Beijing approved a 4 trillion yuan ($586 billion) government spending package to boost domestic demand and help the world’s fourth-largest economy ride out the crisis.
China’s stimulus comes on top of more than $4 trillion in government pledges around the world for bank bailouts, credit guarantees and fiscal spending to contain the damage from the worst financial turmoil in 80 years pay advance in 24 hour.
European Central Bank chief Jean-Claude Trichet said many nations lacked the fiscal ammunition to follow China’s cue.
“They already have deficits now, which are very substantial, and for them the room for maneuvering does not exist,” he told Brazilian TV after a meeting in Sao Paulo of the Group of 20 major economies.

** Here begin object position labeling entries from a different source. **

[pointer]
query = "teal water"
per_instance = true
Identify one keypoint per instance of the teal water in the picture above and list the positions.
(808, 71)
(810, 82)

Some euro zone nations are set to breach the European Union’s budget deficit cap of 3 percent of GDP this year and the U.S. budget is creaking under the burden of the Iraq war and $700 billion earmarked for bank bailouts.
Troubled insurer American International Group is poised to become the latest U.S. financial institution to take government money.
Its board is nearing approval of a revised package to replace a previous $85 billion rescue, a person familiar with the matter said. The U.S. government is now expected to buy $40 billion of AIG preferred shares and greatly ease lending terms.
President-elect Barack Obama is expected to top up the U.S. bailout with hundreds of billions of dollars in a fiscal stimulus package, once he takes power in January.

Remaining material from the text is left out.